Сейчас же все было как полагается: подушки на окнах, грозное завывание вьюги, жарко растопленная печь, полумрак и они впятером, почти как во время празднования Тенькиного открытия, только не весело гомонящие, а сидящие кучкой на медвежьей шкуре, тихие и между собой загадочные.
Лернэ прижалась к теплому боку Геры, Климу с двух сторон грели Тенька и Зарин. Было очень уютно, и у обды весело гудела кровь в висках, когда Зарин клал руку ей на плечо и словно невзначай обнимал за талию. Поблескивала в полумраке соляная дорожка, пахло горячими печными кирпичами, тестом для завтрашних пирогов и конечно же корицей.

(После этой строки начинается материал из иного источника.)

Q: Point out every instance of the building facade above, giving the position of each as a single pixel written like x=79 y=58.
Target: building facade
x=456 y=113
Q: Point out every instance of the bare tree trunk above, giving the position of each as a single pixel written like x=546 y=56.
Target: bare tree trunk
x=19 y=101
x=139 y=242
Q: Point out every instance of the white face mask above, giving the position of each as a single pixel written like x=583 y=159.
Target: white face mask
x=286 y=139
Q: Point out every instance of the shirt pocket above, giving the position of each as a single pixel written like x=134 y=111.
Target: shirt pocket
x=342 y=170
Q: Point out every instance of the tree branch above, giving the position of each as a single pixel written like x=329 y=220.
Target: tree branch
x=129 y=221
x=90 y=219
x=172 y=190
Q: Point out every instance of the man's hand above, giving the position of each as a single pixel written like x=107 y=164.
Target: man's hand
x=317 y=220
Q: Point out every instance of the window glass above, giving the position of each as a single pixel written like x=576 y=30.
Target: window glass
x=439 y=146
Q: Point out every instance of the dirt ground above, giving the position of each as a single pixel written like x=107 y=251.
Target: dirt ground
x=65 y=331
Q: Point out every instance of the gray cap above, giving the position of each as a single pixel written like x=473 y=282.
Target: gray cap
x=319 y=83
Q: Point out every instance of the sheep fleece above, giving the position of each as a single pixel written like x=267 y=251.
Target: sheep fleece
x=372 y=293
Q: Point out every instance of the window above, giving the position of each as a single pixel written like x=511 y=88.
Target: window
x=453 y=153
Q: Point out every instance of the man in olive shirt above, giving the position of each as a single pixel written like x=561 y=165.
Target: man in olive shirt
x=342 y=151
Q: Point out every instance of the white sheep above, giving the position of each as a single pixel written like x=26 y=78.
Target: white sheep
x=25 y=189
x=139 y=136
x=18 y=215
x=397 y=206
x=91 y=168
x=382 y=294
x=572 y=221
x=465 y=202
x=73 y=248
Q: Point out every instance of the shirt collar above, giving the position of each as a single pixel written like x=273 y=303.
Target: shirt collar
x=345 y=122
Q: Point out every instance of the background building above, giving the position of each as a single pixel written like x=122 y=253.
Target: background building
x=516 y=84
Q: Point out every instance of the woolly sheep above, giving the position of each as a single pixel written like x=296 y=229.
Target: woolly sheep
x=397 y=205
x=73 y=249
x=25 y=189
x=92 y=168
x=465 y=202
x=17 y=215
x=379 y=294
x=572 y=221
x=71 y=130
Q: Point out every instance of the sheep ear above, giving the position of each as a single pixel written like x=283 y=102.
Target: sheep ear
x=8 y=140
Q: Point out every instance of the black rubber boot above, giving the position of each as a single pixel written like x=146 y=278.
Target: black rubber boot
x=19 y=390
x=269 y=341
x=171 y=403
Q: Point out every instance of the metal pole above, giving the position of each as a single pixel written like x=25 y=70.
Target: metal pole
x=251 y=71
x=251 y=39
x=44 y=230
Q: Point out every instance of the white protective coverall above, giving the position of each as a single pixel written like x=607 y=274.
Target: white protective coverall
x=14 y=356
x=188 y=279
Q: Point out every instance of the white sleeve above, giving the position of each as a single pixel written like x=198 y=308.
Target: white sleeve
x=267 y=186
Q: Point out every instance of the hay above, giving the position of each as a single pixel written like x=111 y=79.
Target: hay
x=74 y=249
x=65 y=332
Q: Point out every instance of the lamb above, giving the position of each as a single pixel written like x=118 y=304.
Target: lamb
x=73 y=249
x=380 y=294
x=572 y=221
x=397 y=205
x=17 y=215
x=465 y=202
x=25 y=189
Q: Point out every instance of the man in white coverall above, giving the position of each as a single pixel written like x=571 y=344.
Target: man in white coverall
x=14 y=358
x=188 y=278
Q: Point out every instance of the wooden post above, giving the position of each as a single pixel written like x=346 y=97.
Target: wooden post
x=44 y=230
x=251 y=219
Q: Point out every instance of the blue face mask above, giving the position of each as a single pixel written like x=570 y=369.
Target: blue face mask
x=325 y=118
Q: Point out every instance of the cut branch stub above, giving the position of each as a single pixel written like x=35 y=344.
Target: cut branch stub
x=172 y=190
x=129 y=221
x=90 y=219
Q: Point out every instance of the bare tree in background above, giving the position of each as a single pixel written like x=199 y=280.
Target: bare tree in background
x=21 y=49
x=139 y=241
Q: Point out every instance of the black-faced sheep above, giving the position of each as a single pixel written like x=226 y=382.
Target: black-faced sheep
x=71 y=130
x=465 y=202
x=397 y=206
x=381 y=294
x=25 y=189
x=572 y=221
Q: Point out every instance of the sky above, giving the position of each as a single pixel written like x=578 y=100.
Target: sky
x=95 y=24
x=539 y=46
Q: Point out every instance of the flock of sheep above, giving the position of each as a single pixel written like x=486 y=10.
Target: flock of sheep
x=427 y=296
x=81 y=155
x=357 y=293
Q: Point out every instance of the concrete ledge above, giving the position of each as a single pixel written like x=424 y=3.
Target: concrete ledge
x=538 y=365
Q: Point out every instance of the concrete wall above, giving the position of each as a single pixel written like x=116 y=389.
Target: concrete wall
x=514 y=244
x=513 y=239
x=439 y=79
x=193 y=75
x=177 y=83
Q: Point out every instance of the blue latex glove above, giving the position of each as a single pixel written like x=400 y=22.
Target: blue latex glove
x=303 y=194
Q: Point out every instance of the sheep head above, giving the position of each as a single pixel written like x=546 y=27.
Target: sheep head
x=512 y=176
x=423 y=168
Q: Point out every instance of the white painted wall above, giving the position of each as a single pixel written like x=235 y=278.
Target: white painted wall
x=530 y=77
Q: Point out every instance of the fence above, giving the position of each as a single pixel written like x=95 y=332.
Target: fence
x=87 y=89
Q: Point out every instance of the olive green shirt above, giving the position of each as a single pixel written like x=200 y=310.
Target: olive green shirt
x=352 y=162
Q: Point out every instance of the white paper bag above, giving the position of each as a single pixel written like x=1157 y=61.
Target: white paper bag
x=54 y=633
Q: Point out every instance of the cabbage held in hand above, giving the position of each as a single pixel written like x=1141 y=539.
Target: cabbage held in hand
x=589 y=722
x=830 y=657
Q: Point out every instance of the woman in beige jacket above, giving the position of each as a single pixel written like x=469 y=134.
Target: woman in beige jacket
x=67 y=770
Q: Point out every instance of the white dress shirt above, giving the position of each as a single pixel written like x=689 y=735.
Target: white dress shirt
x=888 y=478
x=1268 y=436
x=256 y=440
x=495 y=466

Неожиданно в запертую дверь что-то глухо бумкнуло, и Лернэ завизжала, вцепившись в Геру. Тенька немедленно завел рассказывать классическую страшную историю, но выходило оригинально и весело, поскольку всякую непонятную жуть колдун умудрялся обосновать научно, и лесные духи выходили полнейшими неучами, жрецы культа крокозябры производили впечатление стукнутых об тучу, а большая деревенская семья выжила в полном составе лишь потому, что постоянно пила ромашковый чай с капища и не воспринимала прыгающую кругом малахольную нечисть всерьез.
Клима тогда не столько слушала, что Тенька говорит, сколько наблюдала за его удивительно живым лицом. Появлялись и прятались ямочки на щеках, в глазах прыгали смешинки, а непослушный белобрысый вихор стоял торчком. Тенька словно сам походил на героя из своей истории: эдакого бесшабашного исследователя, перед которым любое неизведанное разбегалось в панике, теряя щупальца, из страха быть досконально изученным. Климе нравился этот взгляд, и этот вихор, и вся эта веселая целеустремленность, которую излучал Тенька. Может быть, именно поэтому колдун стал для замкнутой хладнокровной обды самым близким другом.